One of the biggest challenges to enterprise AI the report found was the ‘People Equation’ and where the actual data scientists resided in an organisation versus where they are needed and how to correct this problem.  All the respondents stated that data science is the foundation of AI and data scientists are needed to develop AI solutions for the organisation.  However, the best place to deploy these data scientists is within localised business units as ‘boots on the ground.’  The issue with staffing highly skilled data scientists in field offices outside of major metropolitan areas is that there simply aren’t enough skilled data scientists out there and the demand for these skilled workers is so great that they have their choice of locations.  The solutions are to staff highly data scientists at the company headquarters and develop strong collaboration within the organisation or to focus on a ‘centers of excellence’ model.
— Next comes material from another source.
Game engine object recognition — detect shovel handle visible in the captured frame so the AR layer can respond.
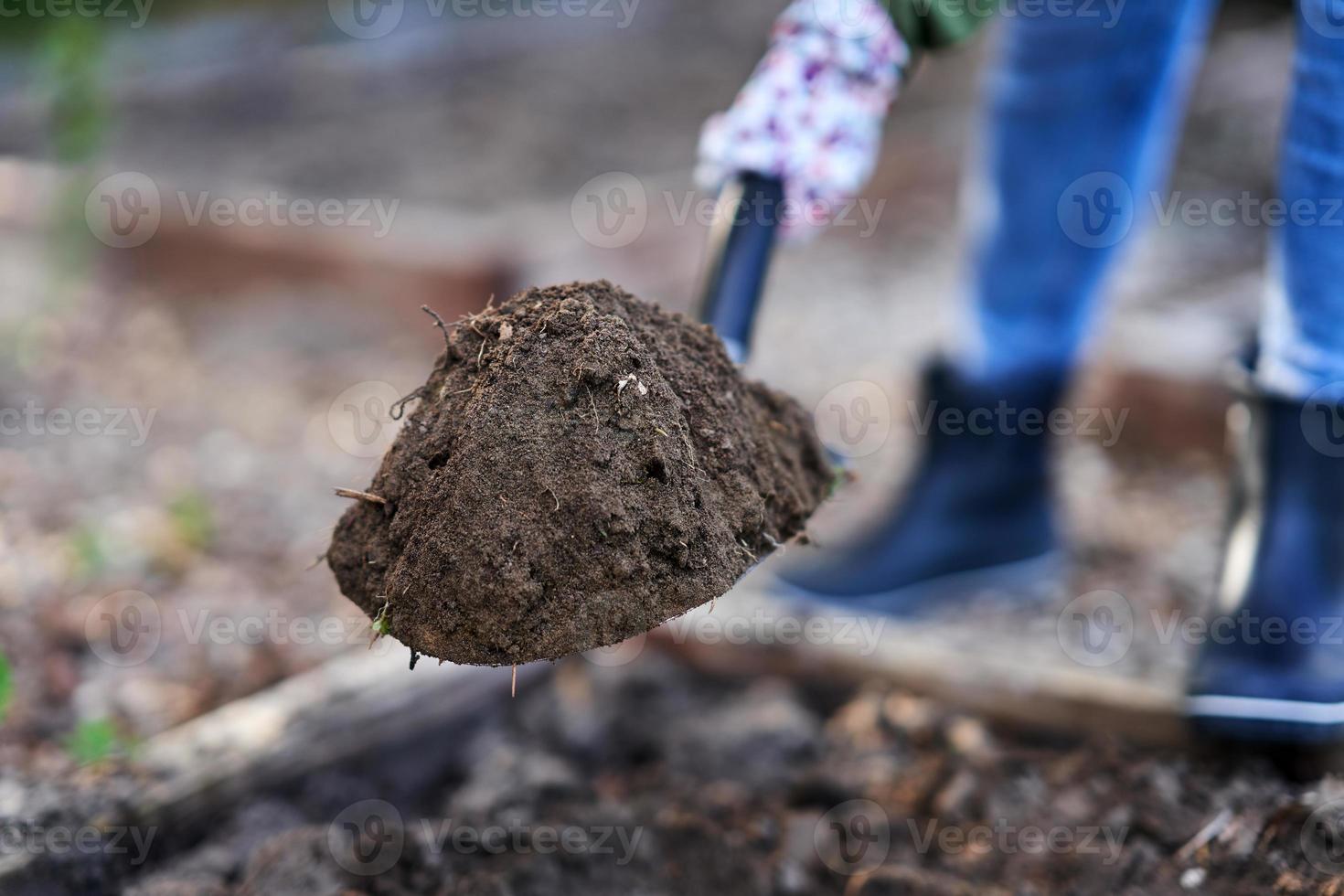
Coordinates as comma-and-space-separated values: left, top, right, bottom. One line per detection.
700, 174, 784, 363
“Time and time again, we see teams in companies around the world and across industries that aren’t able to get their data efforts off the ground because they have no way for these people in different geographies - much less different types of people with different skills - to work together,” said Florian Douetteau, CEO of Dataiku. “Once the enterprise is able to address the people part of the equation, only then can they can then take the final steps toward becoming data-driven through the rest of the equation - technology and processes.”

For a global organisation, building a skilled data science team in one location, like the company headquarters, is a bit of a conundrum because of the need for data science teams to have a presence in local areas that the company operates, but often there isn’t a large enough talent pool of data scientists in these areas (yet).  The solution for this problem is to create a strong company culture of collaboration. If local data miners and business units have direct and easy access to collaborate with the headquarter-centric data science team, enterprise AI models are much easier to create.

Another structure that can potentially solve the ‘People Equation’ that affects enterprise AI development is to develop a ‘Centre of Excellence’ (CoE) type of structure with data science within the organisation.  The CoE model is usually best suited towards early stage companies and it involves building a smaller, elite team that is selective in the types of projects they undertake for the organisation to maintain focus and quality.  Typically, the CoE is also located near the global headquarter of the organisation but is meant to be a separate entity.  Similar with the headquarter-centric model, the CoE model requires fantastic collaboration with the regional business teams.

Overall, the biggest challenge that the experts presented towards AI development is solvable with collaboration, knowledge sharing, and ‘train the trainer’ objectives that are baked into the data science teams and ultimately the organisation.  At this stage, for any company to truly gain an advantage and profit from enterprise AI they need to take collaboration seriously.

The 15-page whitepaper report also concluded that the lifecycle of AI projects includes more complexity and change compared to traditional data science and analytics projects and numerous other insights.